Il y a un an que je suis arrivé dans ce pays. J'avais plusieurs années d'expérience sur les marchés financiers, acquises dans mon pays d'origine, et suffisamment de chance pour avoir pu travailler sur le front-office d'une grande banque d'investissement. Comme beaucoup d'autres dans l'industrie financière, ce fut la raison de ma venue au Royaume-Uni. Car pour ceux qui viennent de l'étranger, Londres est aux marchés financiers ce que Monte-Carlo est à la Formule 1.

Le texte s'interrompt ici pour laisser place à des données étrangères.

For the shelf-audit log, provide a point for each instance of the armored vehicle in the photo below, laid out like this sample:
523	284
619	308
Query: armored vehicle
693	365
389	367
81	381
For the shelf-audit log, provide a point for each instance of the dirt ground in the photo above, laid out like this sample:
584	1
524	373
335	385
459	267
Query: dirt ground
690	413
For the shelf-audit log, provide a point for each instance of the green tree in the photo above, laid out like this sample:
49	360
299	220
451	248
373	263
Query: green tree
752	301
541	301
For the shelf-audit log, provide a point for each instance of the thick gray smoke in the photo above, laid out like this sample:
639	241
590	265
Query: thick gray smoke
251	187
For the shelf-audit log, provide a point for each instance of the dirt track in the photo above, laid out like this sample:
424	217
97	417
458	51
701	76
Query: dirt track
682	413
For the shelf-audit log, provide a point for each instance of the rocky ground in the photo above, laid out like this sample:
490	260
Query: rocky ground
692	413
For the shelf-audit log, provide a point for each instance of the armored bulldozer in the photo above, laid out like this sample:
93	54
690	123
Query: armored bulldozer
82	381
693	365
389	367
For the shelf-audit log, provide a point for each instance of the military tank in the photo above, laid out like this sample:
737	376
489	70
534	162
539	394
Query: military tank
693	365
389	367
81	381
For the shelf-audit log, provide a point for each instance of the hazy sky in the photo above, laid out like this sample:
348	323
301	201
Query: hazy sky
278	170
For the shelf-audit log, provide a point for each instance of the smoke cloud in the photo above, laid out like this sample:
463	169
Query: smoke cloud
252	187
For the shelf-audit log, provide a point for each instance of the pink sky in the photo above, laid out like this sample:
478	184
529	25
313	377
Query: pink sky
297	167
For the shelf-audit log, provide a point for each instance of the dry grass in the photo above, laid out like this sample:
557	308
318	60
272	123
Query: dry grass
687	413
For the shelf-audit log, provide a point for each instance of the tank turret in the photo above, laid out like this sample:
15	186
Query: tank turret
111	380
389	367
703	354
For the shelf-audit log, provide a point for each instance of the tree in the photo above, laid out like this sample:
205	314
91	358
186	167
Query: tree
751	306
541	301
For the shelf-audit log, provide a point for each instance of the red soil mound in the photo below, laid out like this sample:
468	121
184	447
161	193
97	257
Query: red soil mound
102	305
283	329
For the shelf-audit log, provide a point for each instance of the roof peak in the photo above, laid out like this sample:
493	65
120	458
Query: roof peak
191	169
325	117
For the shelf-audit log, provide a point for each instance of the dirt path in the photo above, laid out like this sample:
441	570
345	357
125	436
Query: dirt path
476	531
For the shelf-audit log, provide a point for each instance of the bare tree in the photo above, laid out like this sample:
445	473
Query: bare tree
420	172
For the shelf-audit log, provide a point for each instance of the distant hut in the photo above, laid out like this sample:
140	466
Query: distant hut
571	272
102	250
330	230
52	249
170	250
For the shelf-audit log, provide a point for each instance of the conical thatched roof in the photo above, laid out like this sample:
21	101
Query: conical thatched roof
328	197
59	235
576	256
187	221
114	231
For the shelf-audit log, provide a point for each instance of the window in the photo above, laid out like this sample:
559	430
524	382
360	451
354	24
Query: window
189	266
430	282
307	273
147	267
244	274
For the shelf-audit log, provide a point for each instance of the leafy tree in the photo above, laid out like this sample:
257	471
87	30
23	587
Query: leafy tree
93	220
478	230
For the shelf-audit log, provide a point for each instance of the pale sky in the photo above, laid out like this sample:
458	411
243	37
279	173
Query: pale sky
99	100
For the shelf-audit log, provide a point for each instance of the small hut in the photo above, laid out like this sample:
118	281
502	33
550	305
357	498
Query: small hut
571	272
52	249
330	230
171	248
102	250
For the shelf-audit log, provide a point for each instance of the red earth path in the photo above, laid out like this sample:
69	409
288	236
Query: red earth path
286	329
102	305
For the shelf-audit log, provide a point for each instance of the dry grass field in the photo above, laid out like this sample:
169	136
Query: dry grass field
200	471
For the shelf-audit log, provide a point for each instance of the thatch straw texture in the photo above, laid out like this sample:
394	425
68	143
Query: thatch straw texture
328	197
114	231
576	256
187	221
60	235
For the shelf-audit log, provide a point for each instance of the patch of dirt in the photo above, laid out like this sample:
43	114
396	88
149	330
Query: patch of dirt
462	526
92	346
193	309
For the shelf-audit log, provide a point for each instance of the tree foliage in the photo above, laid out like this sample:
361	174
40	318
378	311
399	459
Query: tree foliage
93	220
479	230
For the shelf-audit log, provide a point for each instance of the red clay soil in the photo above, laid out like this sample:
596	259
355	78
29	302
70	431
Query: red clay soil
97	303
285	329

Je n'ai pas vraiment besoin d'expliquer mon changement de carrière : je pense que les tabloïds du coin en ont assez parlé.

J'ai perdu mon emploi dans la banque. J'ai ensuite passé six mois à en rechercher un autre. J'ai procédé exactement de la même façon que lorsque j'avais décroché mon premier emploi : lever à 6 heures, vérifier et répondre à des courriels, regarder les infos, les sites de recherche d'offres d'emplois ; à 8 heures commençaient les appels aux chargés de recrutement, aux banques, aux courtiers ; de 10 heures à 17 heures, entretiens avec des cabinets de recrutement et, si c'était une bonne journée, avec un employeur potentiel.

Six mois à ce rythme a été plus difficile que n'importe quel travail que j'avais pu faire, mais cela ne m'a pas permis de payer les factures. Chaque matin, le même jeu de séduction vis-à-vis des consultants en recrutement et toujours le même on n'embauche pas de la bouche des employeurs appelés directement, finissent par avoir raison des plus obstinés d'entre nous.

Vers la fin de cette période, un recruteur m'a dit que je n'avais aucune chance : je n'avais pas travaillé depuis six mois, alors que les personnes qui avaient été licenciées ces deux dernières semaines avaient acquis des compétences vitales au cours de cette période et qui, apparemment, me faisaient défaut. Je ne lui ai pas répondu que j'avais travaillé dans l'industrie financière pendant quatre ans avant cette période. J'ai simplement noté son nom, afin de ne plus jamais avoir à lui parler.

Je ne regarde pas en arrière. Au lieu de m'asseoir derrière un PC et d'être gentil avec les clients tous les jours, je suis à présent dans l'action. Maîtriser de potentiels délinquants avec une force raisonnable et les faire se comporter de la façon dont le client veut qu'ils se comportent, finit par forger le caractère. Certains banquiers licenciés ont eu assez de chance pour rester dans l'industrie financière. D'autres sont devenus enseignants, vendeurs, officiers de police. Quant à moi, je suis vigile.